Operator surface, not public theatre
The checkup is intentionally admin-only. It is not a public healthcheck endpoint and not a marketing badge; it is a private operator surface for seeing which deployment and account choices still need attention.
- The page can turn signals into a readable 0-10 posture score.
- Warnings are phrased as concrete threat vectors rather than vague security color.

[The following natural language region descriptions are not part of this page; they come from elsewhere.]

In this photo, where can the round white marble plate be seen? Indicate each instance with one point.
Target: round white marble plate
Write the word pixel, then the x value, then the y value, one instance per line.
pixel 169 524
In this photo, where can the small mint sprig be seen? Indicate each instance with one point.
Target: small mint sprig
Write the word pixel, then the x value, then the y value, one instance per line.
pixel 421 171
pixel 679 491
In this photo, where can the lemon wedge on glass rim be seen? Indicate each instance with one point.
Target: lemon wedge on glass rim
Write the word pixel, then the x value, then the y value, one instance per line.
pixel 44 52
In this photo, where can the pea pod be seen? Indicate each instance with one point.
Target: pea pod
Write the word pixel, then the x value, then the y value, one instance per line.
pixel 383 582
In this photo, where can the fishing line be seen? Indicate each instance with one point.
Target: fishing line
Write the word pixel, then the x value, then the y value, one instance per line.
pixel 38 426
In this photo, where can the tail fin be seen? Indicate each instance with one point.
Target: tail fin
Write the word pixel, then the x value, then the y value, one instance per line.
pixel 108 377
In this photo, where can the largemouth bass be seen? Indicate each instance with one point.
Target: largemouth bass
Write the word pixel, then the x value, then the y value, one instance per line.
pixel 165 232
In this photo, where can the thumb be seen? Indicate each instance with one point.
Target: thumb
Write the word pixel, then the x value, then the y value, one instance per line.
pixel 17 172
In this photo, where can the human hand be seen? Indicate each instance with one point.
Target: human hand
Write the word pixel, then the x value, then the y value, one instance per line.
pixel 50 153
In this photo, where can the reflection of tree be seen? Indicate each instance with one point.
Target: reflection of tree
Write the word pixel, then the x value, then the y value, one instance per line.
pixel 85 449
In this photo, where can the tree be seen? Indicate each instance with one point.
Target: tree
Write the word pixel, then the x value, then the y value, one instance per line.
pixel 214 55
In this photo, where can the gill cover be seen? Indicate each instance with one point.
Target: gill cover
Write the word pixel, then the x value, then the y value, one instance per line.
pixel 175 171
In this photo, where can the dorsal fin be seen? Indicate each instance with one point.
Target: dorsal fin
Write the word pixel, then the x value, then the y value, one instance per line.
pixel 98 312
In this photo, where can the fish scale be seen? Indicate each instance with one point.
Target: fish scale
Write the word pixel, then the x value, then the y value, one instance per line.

- The output belongs behind admin authentication because it describes hardening gaps.
Deployment signals
Cotton can inspect process and container posture such as .NET diagnostics, Linux dumpability, effective UID, no-new-privileges, seccomp mode, ptrace capability, writable root filesystem, Docker socket exposure, host PID namespace hints, core dump settings, and AppArmor or SELinux confinement.
- These checks catch easy-to-miss self-hosting mistakes.
- They help separate a home-trusted deployment from a publicly exposed one.
- They do not replace host hardening or a real deployment review.
Key and account signals
The page can warn about master-key source, public or demo mode, and admin accounts without 2FA. That matters because storage encryption and passkeys are only useful when operators can see how the instance is actually configured.
- Browser unlock can keep the master key out of deployment environment metadata.
- Environment key mode can still be practical for trusted home servers that need unattended restart.
- Admin 2FA coverage is visible instead of being buried in user settings.
Database integrity rollout
Database integrity signatures are part of the posture story. The checkup can warn while bridge mode remains enabled so operators know when protected metadata is still in a rollout state.
Cheap hardening first
The practical target is not paranoia from the first boot. Cotton makes cheap hardening layers visible: non-root runtime path, disabled .NET diagnostics, dumpability reduction, no-new-privileges, seccomp, 2FA coverage, and avoiding obvious Docker socket exposure.
Expert hardening stays explicit
Read-only root filesystems, custom seccomp or AppArmor profiles, encrypted swap, kernel ptrace settings, TPM/HSM/KMS, or a separate key agent can be valuable, but they are expert choices. Applied blindly, they can break volume permissions, debugging, previews, or restore workflows.
Signals the checkup can name
The checkup can report public account creation, master-key source, admin 2FA coverage, database-integrity bridge state, .NET diagnostics, Linux dumpability, seccomp, CAP_SYS_PTRACE, writable rootfs, Docker socket exposure, likely host PID namespace use, core dump limits, core_pattern, and AppArmor or SELinux confinement.
Visible security is easier to fix
Self-hosted security cannot be treated as assumed. Cotton is stronger when the admin UI says what is risky, why it matters, and which ordinary hardening steps are still missing.
The hard boundary
Cotton does not pretend software can defeat full host compromise. If an attacker can execute code inside the Cotton process, software flags cannot fully hide the in-memory key from that process. These checks mostly reduce accidental exposure, dump surfaces, and neighbor-process/container privilege risks.